In 1997, we declared that:

"100 percent access can be the agenda of every state legal services community."

Smith, Ken and John Scanlon,
"IOLTA: A Leadership Platform That Can Make 100 Percent Access a Reality,"
ABA Dialogue, July, 1997

This declaration defines a central focus of our work. We believe it is possible to achieve full access. We believe that within the current decade we will see communities -- perhaps many of them -- who have achieved the goal of Full Access to the civil justice system for their poorest and most vulnerable citizens. We are seeking partners in making this vision a reality in state and local communities -- click here for information.

How will it be done? ...The three cornerstones.

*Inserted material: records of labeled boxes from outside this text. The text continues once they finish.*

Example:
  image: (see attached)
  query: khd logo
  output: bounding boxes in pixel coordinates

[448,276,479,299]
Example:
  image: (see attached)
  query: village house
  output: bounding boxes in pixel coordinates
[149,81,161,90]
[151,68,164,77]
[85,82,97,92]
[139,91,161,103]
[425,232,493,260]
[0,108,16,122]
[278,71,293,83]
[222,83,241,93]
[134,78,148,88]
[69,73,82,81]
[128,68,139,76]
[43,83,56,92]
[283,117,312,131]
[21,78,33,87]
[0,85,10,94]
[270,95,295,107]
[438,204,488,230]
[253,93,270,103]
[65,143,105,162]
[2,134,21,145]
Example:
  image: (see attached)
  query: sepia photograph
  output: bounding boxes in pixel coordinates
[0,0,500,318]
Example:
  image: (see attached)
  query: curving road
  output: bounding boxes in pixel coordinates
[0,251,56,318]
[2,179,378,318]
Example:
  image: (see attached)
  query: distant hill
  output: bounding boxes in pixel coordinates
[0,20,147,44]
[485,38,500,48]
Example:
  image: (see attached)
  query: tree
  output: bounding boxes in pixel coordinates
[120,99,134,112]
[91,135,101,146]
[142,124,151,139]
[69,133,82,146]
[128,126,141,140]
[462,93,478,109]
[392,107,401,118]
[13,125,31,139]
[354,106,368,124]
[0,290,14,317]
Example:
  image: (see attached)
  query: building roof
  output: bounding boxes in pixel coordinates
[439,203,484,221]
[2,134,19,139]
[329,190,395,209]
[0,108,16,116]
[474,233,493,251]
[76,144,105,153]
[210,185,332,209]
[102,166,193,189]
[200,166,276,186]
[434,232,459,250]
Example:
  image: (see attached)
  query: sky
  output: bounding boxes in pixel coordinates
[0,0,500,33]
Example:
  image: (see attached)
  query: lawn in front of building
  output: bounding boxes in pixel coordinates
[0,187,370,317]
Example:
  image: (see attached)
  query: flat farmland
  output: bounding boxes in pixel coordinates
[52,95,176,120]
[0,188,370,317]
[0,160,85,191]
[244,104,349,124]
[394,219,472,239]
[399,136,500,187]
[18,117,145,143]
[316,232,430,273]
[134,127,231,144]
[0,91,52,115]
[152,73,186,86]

Communities are already working on it! Full access is being pursued by identifying and applying the best work in the country in three strategic areas:

  1. Resource development. We will generate new funding streams, recruit new partners, attract new volunteers. Resource development means more than traditional fundraising. It's all about making linkages between what we do and what others (funders, agencies, partners, volunteers...) want and are willing to join us in achieving. "Marketing" legal services, in the sense of generating opportunities for connecting our vision with people who can fund it, is crucial for progress on our Full Access agenda.
  2. Service delivery technology. "Technology" is more than computers. It is the whole toolkit we have at our disposal to meet the needs of a low income community. We could double, triple or quadruple the "bang" we get from the "bucks" we are spending now, just by switching to best-practice models that legal services innovators across the nation have developed for delivering services up and down the entire spectrum of legal needs -- from providing simple information and advice to challenging public policies that unfairly burden entire segments of the low income population.
  3. Leadership. Even if the funding sources are there and the delivery models are available, achieving Full Access will require leadership. Leadership is about making something happen that wouldn't have happened anyway. In every community seeking Full Access, someone will have to declare that it is possible and publicly advocate for it!